Weybridge told her it wasn’t, and the words had barely escaped his mouth when she said, “Then I suggest you get to it. And, gentlemen? Don’t forget the holes for a gun. I suggest you bore holes on both sides.”

“I think you’re all worryin’ for nuthin’,” said Jubilee, running her fingers over the roof of the coffin. Already the gristmill was darker this time of the day than it was even two weeks ago. Weybridge thought the days felt longer than in Vermont, but not by much. “Someone stops you and asks who’s in there? Say it’s some ol’ Johnny Reb who was a friend of my uncle or my dad and lived in Charles Town. Say he got himself shot at the same battle where Jackal here got himself crippled.”

“And why wasn’t he in a regimental hospital?” Weybridge asked her, nevertheless impressed with her idea and wondering if there was a way to make the story work.

“Maybe he was before comin’ here. Or maybe, just like you, Jackal, he was a captain, and so the surgeon wanted him to la-di-da in a private home.”

He recalled the floor in that first house. The bedroom. The stink. It was hardly luxurious. But he saw her point. Joseph, sanding one of the sides before he joined it in place, seemed to be mulling over her suggestion, too.

“Or just say it’s me,” the girl said. “Why not? Say I’m the dead body in there. What do I care?”

“What if it’s someone who knows us?” asked Joseph. “Someone who knows you?”

“No one knows me. People know of me: that I’m stuck here ’cause I ain’t got no place else to go. When your friends are you, Sally, my aunt, and a jackal, I don’t think anyone should be frettin’ about someone knowin’ me,” she told him.

“Still, Joseph is right,” Weybridge said, though he felt a pang that he was so focused on the problem at hand that he’d ignored the child’s implicit admission that she was lonely. Quickly he added, “And even if four grown-ups are the extent of your circle, enough people are aware of you that they’d be sad to hear you passed—and then rather confused when, at some point, they saw you very much alive.”

“Tell ’em all I’m a ghost,” she argued, but now, after acknowledging for the first time in his presence her situation, she was pouting. It seemed possible to Weybridge that she might actually miss him.

“We should give the dead rebel in there a name and a story,” he told Joseph.

“And a wound. We should know what killed him,” the older man added.

Jubilee put her finger in one of the two holes that Joseph had bored into the plane before the girl joined them. One was for the Colt, and one was so Weybridge could peer out to aim the revolver. “Some people will see this and think you’re all showin’ disrespect for the dead. Puttin’ a body in a box with more holes in it than a soldier’s shoe? Boards from trees woodpeckers got to?”

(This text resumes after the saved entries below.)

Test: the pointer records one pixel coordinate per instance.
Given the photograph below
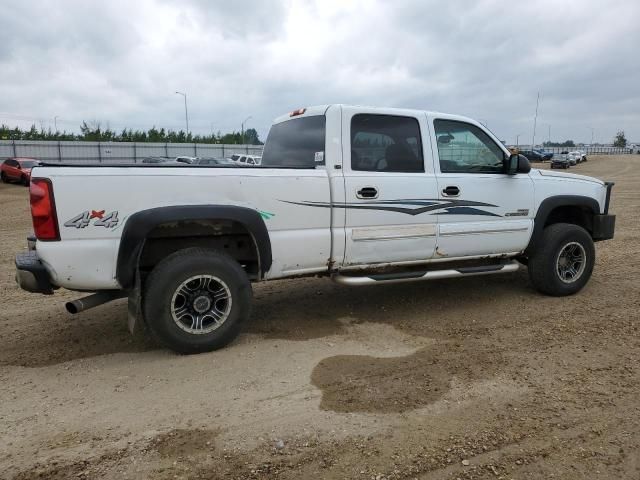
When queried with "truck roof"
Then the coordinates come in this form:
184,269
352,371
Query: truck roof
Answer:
322,109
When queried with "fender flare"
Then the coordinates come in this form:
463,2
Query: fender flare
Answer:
551,203
140,224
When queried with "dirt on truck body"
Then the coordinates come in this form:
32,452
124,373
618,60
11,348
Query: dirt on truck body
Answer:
474,378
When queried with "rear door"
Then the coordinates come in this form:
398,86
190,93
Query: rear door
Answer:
484,210
389,187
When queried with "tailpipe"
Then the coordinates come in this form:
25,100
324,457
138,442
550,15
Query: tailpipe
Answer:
94,300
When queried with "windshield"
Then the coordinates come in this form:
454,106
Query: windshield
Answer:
295,143
28,163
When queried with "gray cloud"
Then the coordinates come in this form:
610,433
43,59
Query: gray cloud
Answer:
120,62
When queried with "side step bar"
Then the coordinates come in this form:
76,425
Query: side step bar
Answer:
417,276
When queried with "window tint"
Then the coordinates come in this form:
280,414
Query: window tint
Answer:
294,143
386,143
464,148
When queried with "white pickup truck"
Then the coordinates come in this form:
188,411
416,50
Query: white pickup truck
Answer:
363,195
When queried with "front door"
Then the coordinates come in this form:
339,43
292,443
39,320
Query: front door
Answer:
485,211
389,185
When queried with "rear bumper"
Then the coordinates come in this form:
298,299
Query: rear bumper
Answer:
31,274
603,227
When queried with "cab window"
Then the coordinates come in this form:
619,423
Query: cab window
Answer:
386,143
465,148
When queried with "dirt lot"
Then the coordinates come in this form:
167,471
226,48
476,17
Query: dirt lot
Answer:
474,378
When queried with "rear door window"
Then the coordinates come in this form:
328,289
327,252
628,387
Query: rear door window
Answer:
295,143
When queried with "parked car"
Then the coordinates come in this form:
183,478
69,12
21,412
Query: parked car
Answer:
17,169
546,155
184,159
583,156
574,158
246,159
560,162
213,161
157,160
427,207
533,155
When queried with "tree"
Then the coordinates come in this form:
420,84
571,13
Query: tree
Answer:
620,141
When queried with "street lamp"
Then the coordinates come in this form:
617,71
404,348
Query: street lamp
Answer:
549,125
242,127
186,114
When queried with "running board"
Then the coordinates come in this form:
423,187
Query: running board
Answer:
417,276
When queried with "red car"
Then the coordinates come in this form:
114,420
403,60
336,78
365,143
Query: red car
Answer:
17,169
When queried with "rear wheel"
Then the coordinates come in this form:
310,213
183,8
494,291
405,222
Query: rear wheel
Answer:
564,261
196,300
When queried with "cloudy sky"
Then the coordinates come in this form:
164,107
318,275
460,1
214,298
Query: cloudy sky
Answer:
120,62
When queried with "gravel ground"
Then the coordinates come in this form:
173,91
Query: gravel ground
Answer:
472,378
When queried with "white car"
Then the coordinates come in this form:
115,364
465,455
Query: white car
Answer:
246,159
362,195
574,157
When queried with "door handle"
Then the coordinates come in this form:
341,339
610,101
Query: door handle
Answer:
367,193
451,191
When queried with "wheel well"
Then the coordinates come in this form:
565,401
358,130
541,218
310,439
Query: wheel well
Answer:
227,236
577,215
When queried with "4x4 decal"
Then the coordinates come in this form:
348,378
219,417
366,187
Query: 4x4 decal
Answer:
99,218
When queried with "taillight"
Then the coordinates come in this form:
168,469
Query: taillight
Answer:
43,209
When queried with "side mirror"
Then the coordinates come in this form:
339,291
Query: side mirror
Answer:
517,164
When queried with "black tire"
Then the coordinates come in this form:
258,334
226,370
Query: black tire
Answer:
162,296
545,264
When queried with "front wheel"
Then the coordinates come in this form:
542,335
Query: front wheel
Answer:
564,261
196,300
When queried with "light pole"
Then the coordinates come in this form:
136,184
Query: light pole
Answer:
549,125
535,120
186,114
242,128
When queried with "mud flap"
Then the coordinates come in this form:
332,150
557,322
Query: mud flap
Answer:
135,319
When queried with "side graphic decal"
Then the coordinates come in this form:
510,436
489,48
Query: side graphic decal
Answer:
411,206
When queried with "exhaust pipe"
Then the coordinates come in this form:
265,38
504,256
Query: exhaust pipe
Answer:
94,300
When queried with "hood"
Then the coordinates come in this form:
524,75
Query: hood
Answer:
584,178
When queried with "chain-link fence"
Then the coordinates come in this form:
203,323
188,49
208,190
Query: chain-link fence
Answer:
116,152
591,150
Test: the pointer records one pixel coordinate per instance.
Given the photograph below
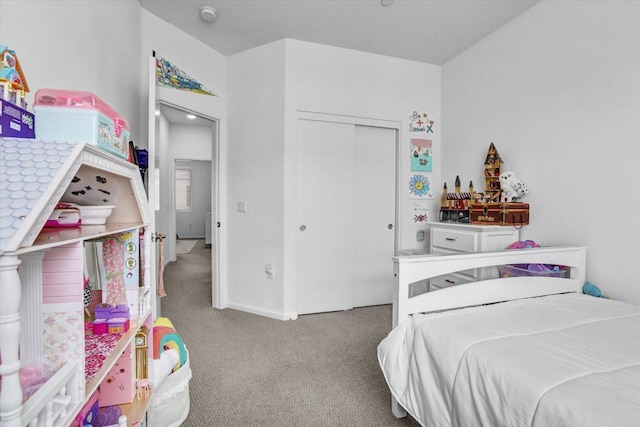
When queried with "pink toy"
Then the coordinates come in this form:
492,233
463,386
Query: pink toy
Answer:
113,320
88,413
118,386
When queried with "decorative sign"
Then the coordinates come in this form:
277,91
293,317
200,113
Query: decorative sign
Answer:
421,158
420,123
169,75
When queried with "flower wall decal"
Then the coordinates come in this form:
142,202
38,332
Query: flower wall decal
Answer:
419,186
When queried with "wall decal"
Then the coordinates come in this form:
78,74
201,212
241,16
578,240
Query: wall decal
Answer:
421,156
419,187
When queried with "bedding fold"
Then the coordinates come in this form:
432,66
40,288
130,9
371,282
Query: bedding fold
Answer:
518,363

“It’ll do,” Weybridge told her.

The child bent over, her hands on her knees. “?’Course it will. I know this ain’t the work of a woodpecker. Gun barrel goes here, and you see out right here. Someone you don’t like walks up beside the wagon? Boom! Jackal here puts a Minie ball in his guts. Or if it’s someone sittin’ on a horse, he shoots him smack in the kneecap.”

“I doubt it’ll come to that,” Weybridge said.

“Oh, it will. It will. These days?”

He waited.

“If there’s a way to get killed, you will get killed.”